Plot: What’s it about?
In the world of auto racing, no course is as demanding as Le Mans, which is home to one of the harshest races in the sport. The event lasts for over twenty-four hours and the eight and a half mile track allows for some serious speed. A driver could easily cruise at over two hundred miles per hour, but speed like that involves immense dangers. As was discovered by Michael Delaney (Steve McQueen), a man obsessed with racing who wound up in a bad accident at the previous Le Mans, one which left him off the circuit. But Delaney loves to race and this is the prime race to be in, so after a year on the shelf, he returns to Le Mans in hopes of a win. In truth, there is little else that interests him, as he considers racing to be life and everything else is just waiting. His accident also impacted the life of another person at this year’s race however, the widow of a man who was killed in the tragic event. As time passes, Delaney finds himself drawn to the woman, despite the horrific bond they happen to share. But his story is just one of many to be heard at Le Mans, as each driver has different motivations and outlooks on the sport. Some are entered for pleasure, some just to experience the speed, and others, like Delaney, because they have to be there. But can he shake off last year’s accident, or will it cause him to hold back?
I’ve seen a lot of movies about racing cars, from Driven to Days of Thunder, but none have been as involved as Le Mans. Those movies focus on the storyline, actors, and traditional elements, while the racing aspect is left behind at times. The attention is paid to the characters, not the racing aspect and as a result, fans of the sport have been somewhat disappointed. But in Le Mans, the focus is on the race itself, as well as the assorted cars that are involved. This is not a documentary or what not, but the sense of realism is excellent and it feels like you’re in the middle of a real race, which means things can get heated. We have characters and stories behind them, such as Steve McQueen as a racer returning after an accident, as well as another driver who contemplates his place in the sport. I think this movie should appeal more to those interested in the real world kind of race dynamics, since the storyline is thin and in truth, exists just to ensure the race is more intense and emotional, as odd as that might sound. The camerawork is superb and really puts you into the action, as well showing some gorgeous scenery.
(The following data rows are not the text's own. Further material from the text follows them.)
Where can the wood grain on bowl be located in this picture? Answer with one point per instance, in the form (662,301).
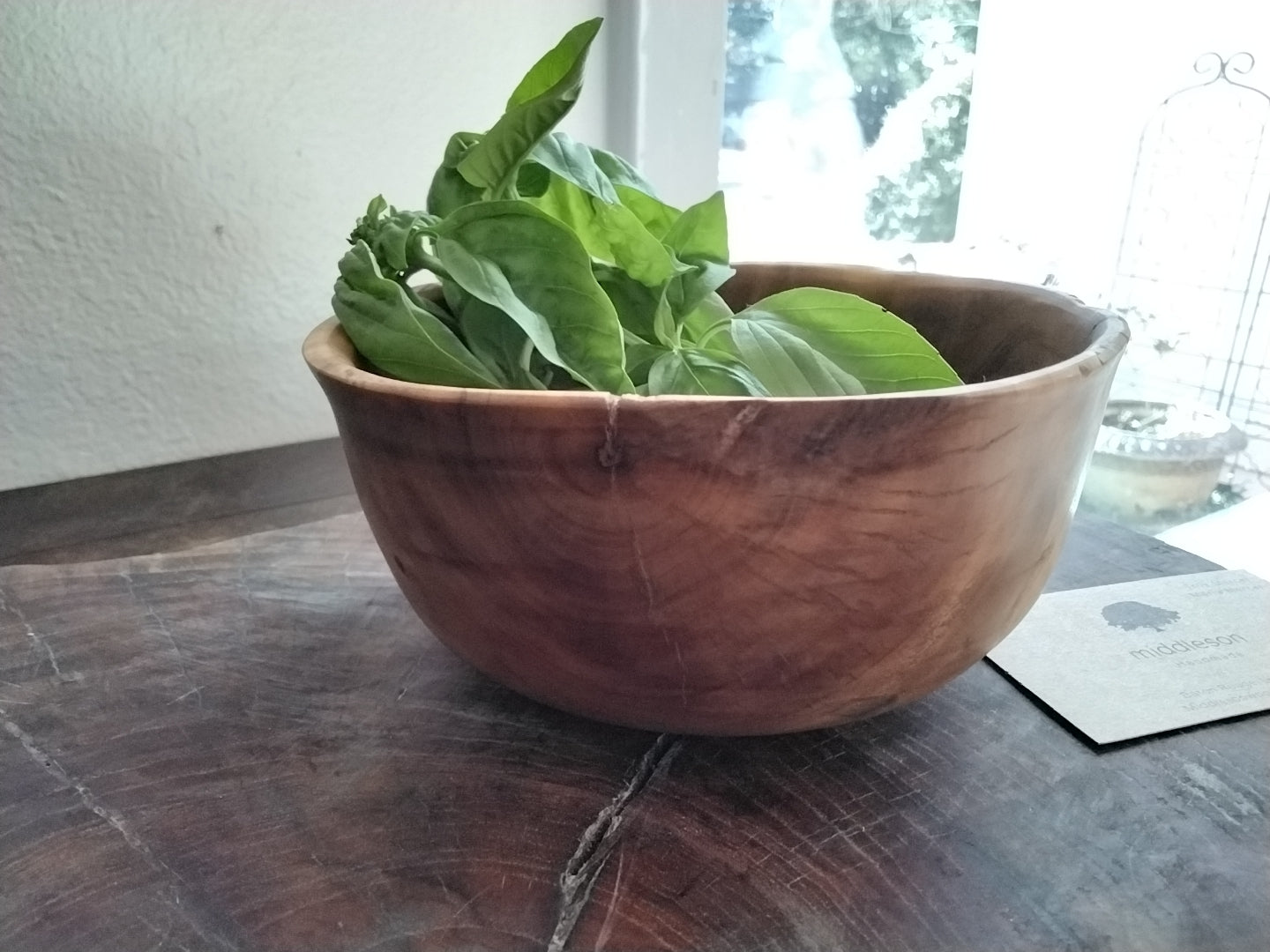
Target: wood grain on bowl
(739,565)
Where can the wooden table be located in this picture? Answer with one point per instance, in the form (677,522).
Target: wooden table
(256,746)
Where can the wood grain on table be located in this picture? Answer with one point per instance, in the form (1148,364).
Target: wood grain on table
(257,746)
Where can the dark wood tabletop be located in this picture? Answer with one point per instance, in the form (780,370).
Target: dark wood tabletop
(256,746)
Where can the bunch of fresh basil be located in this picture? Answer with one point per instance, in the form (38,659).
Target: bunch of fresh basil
(560,268)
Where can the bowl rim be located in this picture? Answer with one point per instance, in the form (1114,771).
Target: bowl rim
(331,354)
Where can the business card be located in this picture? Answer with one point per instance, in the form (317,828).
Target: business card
(1128,660)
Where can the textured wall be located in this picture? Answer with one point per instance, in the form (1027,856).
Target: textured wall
(176,183)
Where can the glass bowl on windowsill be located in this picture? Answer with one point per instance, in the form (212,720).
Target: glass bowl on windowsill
(1154,460)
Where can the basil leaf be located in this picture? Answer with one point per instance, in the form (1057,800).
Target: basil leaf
(875,346)
(609,233)
(693,372)
(621,173)
(640,355)
(542,98)
(653,213)
(713,311)
(499,343)
(700,234)
(394,238)
(450,190)
(788,366)
(698,239)
(635,303)
(527,264)
(397,334)
(574,163)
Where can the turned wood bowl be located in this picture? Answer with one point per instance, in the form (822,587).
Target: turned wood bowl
(739,565)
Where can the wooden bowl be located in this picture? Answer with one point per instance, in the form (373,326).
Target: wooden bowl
(739,565)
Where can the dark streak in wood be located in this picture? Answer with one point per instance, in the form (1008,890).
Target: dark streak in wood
(57,522)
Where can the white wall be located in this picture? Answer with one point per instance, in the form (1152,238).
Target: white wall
(176,181)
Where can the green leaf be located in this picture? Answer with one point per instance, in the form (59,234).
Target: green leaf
(394,333)
(700,234)
(635,303)
(542,98)
(875,346)
(452,190)
(609,233)
(788,366)
(621,173)
(499,343)
(574,163)
(698,239)
(640,355)
(695,372)
(653,213)
(527,264)
(449,188)
(395,238)
(710,312)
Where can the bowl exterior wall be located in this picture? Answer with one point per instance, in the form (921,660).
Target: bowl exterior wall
(721,566)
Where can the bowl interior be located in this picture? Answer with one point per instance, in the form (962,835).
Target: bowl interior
(986,329)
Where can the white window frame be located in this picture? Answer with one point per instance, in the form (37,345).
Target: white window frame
(666,81)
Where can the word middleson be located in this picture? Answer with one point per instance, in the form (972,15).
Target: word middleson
(1184,645)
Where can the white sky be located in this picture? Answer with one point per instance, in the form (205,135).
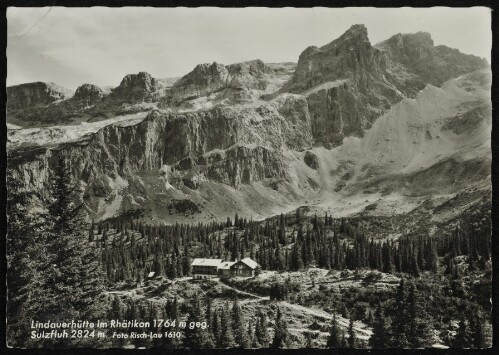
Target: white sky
(98,45)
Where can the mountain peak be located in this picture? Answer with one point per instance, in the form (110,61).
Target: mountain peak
(88,92)
(34,94)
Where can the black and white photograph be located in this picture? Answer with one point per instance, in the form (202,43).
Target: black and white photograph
(249,178)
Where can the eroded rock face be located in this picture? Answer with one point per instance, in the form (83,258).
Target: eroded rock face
(88,93)
(29,95)
(136,87)
(433,64)
(210,78)
(224,144)
(311,160)
(348,84)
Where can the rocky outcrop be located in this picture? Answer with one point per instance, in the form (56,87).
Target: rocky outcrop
(88,94)
(311,160)
(30,95)
(225,145)
(433,64)
(206,79)
(136,88)
(348,84)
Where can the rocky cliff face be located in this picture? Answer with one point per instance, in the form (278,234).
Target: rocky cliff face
(210,78)
(433,64)
(260,138)
(225,145)
(136,87)
(24,96)
(88,94)
(349,83)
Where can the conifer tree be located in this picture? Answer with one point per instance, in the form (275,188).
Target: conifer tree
(401,317)
(380,338)
(352,341)
(75,277)
(196,338)
(241,337)
(419,330)
(477,330)
(261,331)
(463,338)
(280,332)
(334,340)
(26,261)
(227,338)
If nothing else, Le Mans is fun to watch just to see all the cool cars and of course, the crashes. Paramount hasn’t done much with this disc however, so unless you’re a diehard fan, a rental should suffice.
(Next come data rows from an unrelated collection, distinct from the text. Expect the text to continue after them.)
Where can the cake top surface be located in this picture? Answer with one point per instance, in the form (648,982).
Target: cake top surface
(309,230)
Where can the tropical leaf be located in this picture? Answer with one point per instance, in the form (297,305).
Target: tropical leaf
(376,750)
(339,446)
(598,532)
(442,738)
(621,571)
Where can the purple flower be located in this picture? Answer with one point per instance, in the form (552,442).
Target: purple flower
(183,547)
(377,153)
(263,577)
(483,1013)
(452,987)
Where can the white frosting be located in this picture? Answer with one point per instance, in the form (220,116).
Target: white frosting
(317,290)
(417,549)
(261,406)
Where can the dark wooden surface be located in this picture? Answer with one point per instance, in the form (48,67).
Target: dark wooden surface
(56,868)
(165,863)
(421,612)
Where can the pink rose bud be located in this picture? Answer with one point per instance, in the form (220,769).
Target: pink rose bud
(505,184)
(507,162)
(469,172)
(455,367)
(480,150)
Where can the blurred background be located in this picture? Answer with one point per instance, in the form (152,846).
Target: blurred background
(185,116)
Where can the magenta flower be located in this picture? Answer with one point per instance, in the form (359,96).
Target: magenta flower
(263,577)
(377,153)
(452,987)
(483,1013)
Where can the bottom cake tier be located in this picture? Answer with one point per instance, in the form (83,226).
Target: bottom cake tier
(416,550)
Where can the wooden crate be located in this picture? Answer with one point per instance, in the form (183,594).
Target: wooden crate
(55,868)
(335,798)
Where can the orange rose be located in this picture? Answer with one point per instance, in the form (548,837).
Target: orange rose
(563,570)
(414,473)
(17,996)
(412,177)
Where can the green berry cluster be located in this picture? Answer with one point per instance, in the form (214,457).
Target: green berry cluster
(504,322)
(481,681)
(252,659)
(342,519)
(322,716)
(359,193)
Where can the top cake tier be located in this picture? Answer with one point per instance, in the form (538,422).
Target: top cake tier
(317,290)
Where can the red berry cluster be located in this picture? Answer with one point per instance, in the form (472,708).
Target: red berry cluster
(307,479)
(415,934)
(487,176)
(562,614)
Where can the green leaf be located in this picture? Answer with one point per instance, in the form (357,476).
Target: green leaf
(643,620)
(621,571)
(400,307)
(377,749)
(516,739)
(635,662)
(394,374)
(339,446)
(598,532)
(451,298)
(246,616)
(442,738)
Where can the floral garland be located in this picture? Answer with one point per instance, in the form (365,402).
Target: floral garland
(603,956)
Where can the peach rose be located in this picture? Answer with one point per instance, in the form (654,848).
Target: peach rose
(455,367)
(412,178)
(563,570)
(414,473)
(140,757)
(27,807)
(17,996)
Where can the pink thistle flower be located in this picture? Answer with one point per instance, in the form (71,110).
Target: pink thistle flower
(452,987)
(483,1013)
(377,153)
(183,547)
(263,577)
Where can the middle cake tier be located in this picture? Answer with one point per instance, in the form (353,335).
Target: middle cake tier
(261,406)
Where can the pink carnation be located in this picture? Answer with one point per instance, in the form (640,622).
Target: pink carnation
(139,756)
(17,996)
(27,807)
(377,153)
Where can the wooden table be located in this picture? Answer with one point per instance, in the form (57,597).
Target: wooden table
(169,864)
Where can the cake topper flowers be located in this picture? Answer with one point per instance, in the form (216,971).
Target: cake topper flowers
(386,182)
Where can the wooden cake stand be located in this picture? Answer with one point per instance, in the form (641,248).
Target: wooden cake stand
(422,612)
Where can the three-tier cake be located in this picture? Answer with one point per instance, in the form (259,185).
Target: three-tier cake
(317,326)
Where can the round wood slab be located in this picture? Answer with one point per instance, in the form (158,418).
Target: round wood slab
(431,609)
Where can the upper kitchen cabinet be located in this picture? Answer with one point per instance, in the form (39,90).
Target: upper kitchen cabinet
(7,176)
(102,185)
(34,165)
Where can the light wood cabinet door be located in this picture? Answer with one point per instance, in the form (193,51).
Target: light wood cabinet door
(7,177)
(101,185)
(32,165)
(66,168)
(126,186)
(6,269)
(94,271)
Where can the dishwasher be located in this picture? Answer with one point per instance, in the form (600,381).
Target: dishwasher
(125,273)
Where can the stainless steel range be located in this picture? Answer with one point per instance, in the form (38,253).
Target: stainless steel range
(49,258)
As we all know that he loved to drive cars, it should come as no surprise that Steve McQueen was involved in this project. He was in some of the greatest chases in all of cinema, including the incomparable Bullit. As such, you know he was highly interested in Le Mans, since the race is one of the world’s most famous ones. And since the event yields itself to a cinematic presence quite well, it was only time before a movie was produced. Le Mans was shot on location in France, as some of the world’s greatest drivers were assembled to take on the eight and a half mile course, with cameras mounted on their cars, of course. McQueen was a gifted driver in his own right, so when it came time for his character to get behind the wheel, he was able to do much of that work himself, which enhances the experience. All too often, you can tell when stuntmen are used, but when you can tell its the real actor, that adds a lot to the realism. So his acting skills aren’t pushed much here, but he balances it out with his skills behind the wheel. Other films with McQueen include The Thomas Crown Affair, The Magnificent Seven, The Great Escape, Papillon, The Towering Inferno, and The Sand Pebbles. The cast also includes Elga Andersen (Sex Power, The Twilight Girls), Siegfried Rauch (Contamination, The Big Red One), Luc Merenda (Torso, Sisters of Satan), and numerous international racing stars.
Video: How does it look?
Le Mans is presented in 2.35:1 anamorphic widescreen. I’ve found Paramount catalog releases to be a mixed assortment. Some have superb visual efforts, while others have a worn, marginal appearance. The image here is quite impressive, with a much cleaner and more refined presence than expected. I compared this new transfer to the laserdisc and there’s on contest, this one is a massive improvement. The framing is enhanced, so the visuals look as intended this time and the image has much more depth. The print is clean and in good condition, while colors seem bright and bold throughout. No troubles with contrast either, as black levels seem well balanced and accurate in all scenes. In the end, we have a terrific new transfer for an older catalog title, so kudos to Paramount on their work here.
Audio: How does it sound?
A new Dolby Digital 5.1 option is found here and while it is by no means dynamic, the added presence is effective. As with a lot of 70s productions, this one has some rough spots in the audio, but it seems to be common with releases from that decade and as such, I think we can overlook those minor flaws. The surround presence is well done, with some nice touches during the race, such as engines roaring and tires screeching. The crashes yield some cool noises too, all of which are handled with skill in this new soundtrack. No troubles with dialogue either, as vocals are smooth and crisp at all times. This disc also includes a 2.0 surround option and a French language track, as well as English subtitles.
Supplements: What are the extras?
This disc includes no bonus materials.